Tasks (using the same imputation, split, and pre-processing as Exercise 6.3):

(a) Which nonlinear model gives the best resampling and test-set performance? (b) Which predictors are most important? Compare to the linear model’s top 10. (c) For predictors unique to the nonlinear model, explore their relationship with yield.

Data Loading and Imputation

library(AppliedPredictiveModeling)
data(ChemicalManufacturingProcess)

yield75 <- ChemicalManufacturingProcess$Yield
preds75 <- ChemicalManufacturingProcess[, -1]

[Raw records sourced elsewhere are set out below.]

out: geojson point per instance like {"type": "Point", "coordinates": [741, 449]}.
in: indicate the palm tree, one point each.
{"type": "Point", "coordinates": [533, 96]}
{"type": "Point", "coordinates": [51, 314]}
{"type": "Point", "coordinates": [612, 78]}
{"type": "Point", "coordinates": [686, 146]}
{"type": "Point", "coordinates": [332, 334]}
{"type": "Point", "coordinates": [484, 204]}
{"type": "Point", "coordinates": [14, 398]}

cat("Dimensions:", nrow(ChemicalManufacturingProcess), "x",
    ncol(ChemicalManufacturingProcess), "\n")

Dimensions: 176 x 58

cat("Missing values in predictors:", sum(is.na(preds75)), "\n")

Missing values in predictors: 106

cat("Yield -- mean:", round(mean(yield75), 2),
    "  sd:", round(sd(yield75), 2),
    "  range:", round(range(yield75), 2), "\n")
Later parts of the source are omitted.